Antitrust Lawyer Blog Commentary on Current Developments


On June 2, 2008 Chancellor William B. Chandler III of Delaware decided to unseal the complaint in a case brought by two pension fund shareholder groups against Yahoo and its Board of Directors. The plaintiffs accused the Yahoo Board of Directors, especially CEO Jerry Yang, of violating their fiduciary duties and enacting barriers such as a severance package for employees to thwart an acquisition by Microsoft.
Chancellor Chandler filed a 3-page letter explaining his reasoning for unsealing the complaint and emails between Yahoo’s CFO and its third party compensation advisor, Compensia. He stated that the defense never argued “public disclosure of such communications would have a chilling effect on the deliberations of the board or other high-ranking employees.” Instead the defense had contended that the emails were taken out of context. According to the judge, a full disclosure of communication should remedy the defendants concerns.

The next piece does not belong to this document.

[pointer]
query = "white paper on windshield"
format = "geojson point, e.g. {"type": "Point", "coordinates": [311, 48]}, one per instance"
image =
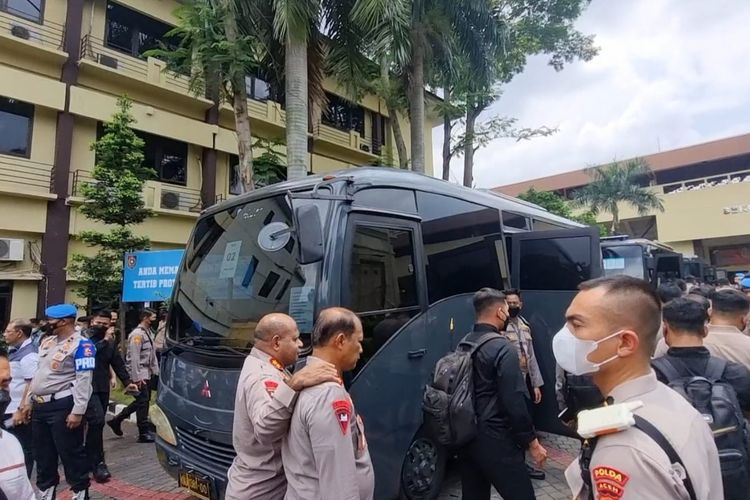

The plaintiffs maintain that the Board of Directors led by Yang (whose antipathy towards Microsoft is quite well known) made it impossible for Microsoft to consider making an acquisition. As early as January 2007, Microsoft allegedly offered to buy Yahoo at $40 per share (a claim still disputed by current Yahoo management). At that point, the Board of Directors rejected the offer by citing a new strategy and advertising solution known as Project Panama in order compete with Google’s dominating role in online advertising.

The following year Microsoft’s CEO Steve Ballmer offered another friendly acquisition offer at $31. Mr. Ballmer cited that since “the competitive situation had not improved” in the one year, a merger between the two companies would be beneficial to both its shareholders because it would create a stronger competitor to challenge Google. Even as late as May 1, 2008 Ballmer had made an acquisition offer of $33 per share. However, to thwart Microsoft, Jerry Yang initiated a new employee severance package which gave its employees generous termination benefits and the right to quit his/her job any time in the 2 years after a possible takeover. The shareholders were not told of Microsoft’s $1.5 billion retention plan of key Yahoo employees. Yang’s new package would have increased those costs to about $2.1 billion. Furthermore, on April 9, Yahoo began a test run of Google’s ads on a number of its search result pages, which prompted an investigation by the Department of Justice. According to a memo written by Yahoo before Microsoft’s acquisition offer, the long term goals of Yahoo would be undercut by any outsourcing deal with Google. The plaintiffs maintain that the management knew full well that outsourcing would not be in the company’s financial interest and as such violated their fiduciary duties by not protecting shareholders’ interests.

Proving liability in this case is going to be a challenge for the plaintiffs, barring any evidence that Yahoo thwarted Microsoft at any cost. According to Delaware law, Yahoo is free to “jus say no” to a takeover while proving that it made a “reasonable” judgment based on the advice of counsel. Yahoo’s claim that it was its CEO Jerry Yang’s wish to remain independent might also suffice, as Delaware courts in the past have held this as unproblematic. This lawsuit along with a proxy fight to take over the Board by Carl Ichan, a major investor in Yahoo, has pressured its Board to engage Microsoft into talks.